Aunque su pensamiento parezca demasiado espiritualista, no debemos engañarnos, su filosofía es en realidad concreta. Ve el cuerpo como la manifestación en el mundo del ser, pues es la prolongación situada de un “objeto ontológico”. A partir de allí piensa las relaciones intersubjetivas. Pero mi cuerpo no es un instrumento, es el ser mismo. Yo soy mi cuerpo y existo en tanto manifestado. Por consiguiente, la encarnación es el dato central de su metafísica. Un edificio teórico que rechaza el mote de “existencialismo cristiano”, pero sin duda opuesto al ateísmo sartreano donde, para Marcel, “el infierno no son los demás”. Porque no hay existencia posible sin la convivencia. A través del cuerpo (para lo cual coincide con Maurice Merleau-Ponty) se realiza el alma en fidelidad con el otro y recupera el misterio del ser; no obstante, el ser no es una cosa, no es realización, sino el ser es proyecto con. “Ser humano” –decía Xavier Zubiri– es “estar en el medio”, se es hombre en tanto se está constantemente “trascendiéndose”.

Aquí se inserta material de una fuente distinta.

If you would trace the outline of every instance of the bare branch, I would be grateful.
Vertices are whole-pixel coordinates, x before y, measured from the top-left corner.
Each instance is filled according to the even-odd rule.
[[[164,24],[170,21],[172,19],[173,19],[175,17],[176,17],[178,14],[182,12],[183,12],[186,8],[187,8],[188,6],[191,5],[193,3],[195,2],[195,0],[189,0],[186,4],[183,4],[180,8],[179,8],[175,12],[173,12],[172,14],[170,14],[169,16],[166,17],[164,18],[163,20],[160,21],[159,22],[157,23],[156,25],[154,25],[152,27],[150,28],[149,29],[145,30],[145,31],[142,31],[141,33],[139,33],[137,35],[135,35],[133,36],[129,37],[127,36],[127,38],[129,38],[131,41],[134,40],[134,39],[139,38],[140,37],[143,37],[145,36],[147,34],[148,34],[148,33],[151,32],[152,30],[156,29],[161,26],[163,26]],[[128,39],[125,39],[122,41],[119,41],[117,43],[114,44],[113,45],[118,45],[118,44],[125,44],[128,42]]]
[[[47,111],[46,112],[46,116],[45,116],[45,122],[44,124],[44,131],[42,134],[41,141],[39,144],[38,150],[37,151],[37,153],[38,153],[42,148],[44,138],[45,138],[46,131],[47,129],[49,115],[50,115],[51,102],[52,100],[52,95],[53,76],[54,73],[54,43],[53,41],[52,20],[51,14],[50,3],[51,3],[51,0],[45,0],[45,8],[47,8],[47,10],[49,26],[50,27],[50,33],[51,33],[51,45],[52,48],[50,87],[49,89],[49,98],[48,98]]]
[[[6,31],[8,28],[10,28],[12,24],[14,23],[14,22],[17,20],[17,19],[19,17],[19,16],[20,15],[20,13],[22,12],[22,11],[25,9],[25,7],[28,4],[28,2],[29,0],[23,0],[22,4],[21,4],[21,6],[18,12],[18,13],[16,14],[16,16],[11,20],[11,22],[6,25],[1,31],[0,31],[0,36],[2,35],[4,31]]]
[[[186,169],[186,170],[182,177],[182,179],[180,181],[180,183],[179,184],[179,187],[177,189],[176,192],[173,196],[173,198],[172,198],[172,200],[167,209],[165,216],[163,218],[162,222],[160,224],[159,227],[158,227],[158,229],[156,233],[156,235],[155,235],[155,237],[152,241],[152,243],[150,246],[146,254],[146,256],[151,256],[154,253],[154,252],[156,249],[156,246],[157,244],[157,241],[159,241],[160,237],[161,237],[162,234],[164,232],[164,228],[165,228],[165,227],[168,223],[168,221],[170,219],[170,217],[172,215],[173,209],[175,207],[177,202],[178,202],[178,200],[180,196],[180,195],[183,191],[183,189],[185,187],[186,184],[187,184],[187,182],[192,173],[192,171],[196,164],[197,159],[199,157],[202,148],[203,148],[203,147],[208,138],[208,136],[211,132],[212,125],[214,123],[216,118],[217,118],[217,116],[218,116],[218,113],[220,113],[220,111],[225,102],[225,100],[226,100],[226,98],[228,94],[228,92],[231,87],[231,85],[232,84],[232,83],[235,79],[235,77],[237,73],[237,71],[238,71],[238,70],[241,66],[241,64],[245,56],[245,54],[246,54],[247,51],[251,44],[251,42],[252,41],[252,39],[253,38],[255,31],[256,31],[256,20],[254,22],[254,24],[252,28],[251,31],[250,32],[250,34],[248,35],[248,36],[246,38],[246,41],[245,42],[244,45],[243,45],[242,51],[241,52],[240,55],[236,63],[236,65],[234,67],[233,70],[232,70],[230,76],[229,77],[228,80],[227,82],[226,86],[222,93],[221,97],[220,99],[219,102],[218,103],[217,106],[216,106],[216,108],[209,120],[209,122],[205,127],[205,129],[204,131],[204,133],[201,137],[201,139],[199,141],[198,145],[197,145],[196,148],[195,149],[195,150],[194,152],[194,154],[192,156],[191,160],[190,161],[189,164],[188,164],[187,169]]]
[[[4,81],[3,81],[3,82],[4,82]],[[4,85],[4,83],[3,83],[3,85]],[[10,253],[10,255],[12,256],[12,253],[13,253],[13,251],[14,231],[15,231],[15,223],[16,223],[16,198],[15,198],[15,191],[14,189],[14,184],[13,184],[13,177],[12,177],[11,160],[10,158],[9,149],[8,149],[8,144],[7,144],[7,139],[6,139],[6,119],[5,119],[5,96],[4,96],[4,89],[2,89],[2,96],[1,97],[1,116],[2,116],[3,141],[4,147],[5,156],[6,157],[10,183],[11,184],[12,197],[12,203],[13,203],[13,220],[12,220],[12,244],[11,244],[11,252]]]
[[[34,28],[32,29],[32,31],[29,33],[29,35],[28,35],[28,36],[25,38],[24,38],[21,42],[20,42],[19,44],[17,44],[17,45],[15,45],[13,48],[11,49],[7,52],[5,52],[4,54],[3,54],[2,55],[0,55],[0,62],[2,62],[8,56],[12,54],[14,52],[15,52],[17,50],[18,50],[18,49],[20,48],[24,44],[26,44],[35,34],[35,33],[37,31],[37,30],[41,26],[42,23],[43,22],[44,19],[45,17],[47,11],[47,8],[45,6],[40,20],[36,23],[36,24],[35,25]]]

El estado del deceso y la presencia de Dios se conjugan enigmáticamente en Marcel. Si lo recóndito está en los vínculos, tanto con los vivos como con los muertos, lo opaco de lo religioso se da entre mi encarnación en tanto participa con el Tú Absoluto. Aquí se inmerge en el ámbito de lo sagrado.

Dios no debe ser convertido en realidad teísta, ya que es inverificable y no es más que una exigencia suprema de mi alma. Si hacemos de él una dificultad filosófica, teológica o existencial, termina no siendo. Por ello su crítica al tomismo y a las pruebas de la existencia divina. Menos aún puede probarse porque toda idea que uno se forme de él no es más que una expresión abstracta, un intelectualismo, un problema, y problematizar a Dios es el paso seguro para nunca hallarlo.

La revelación solo aparece cuando asumimos que es un misterio y eso restaura su lugar en el cosmos. En crítica a los teólogos, dice que “Dios es una hipótesis imposible”. Entonces no existe como objeto, como un Motor primero que produce causas y efectos. Pero tampoco lo arroja al campo de lo incognoscible, sino que es alguien para nosotros, es persona, aunque en figura velada. A pesar de que no lo veo está aquí, entre mi yo y el otro. Surge ahí en el “entre” del yo encarnado con ese Tú Absoluto. De allí que, en medio de la vivencia de la fidelidad, tanto Dios como los seres queridos que descansan en la muerte se tornan en estancias mistéricas donde podemos seguir amándolos en la integridad de la existencia.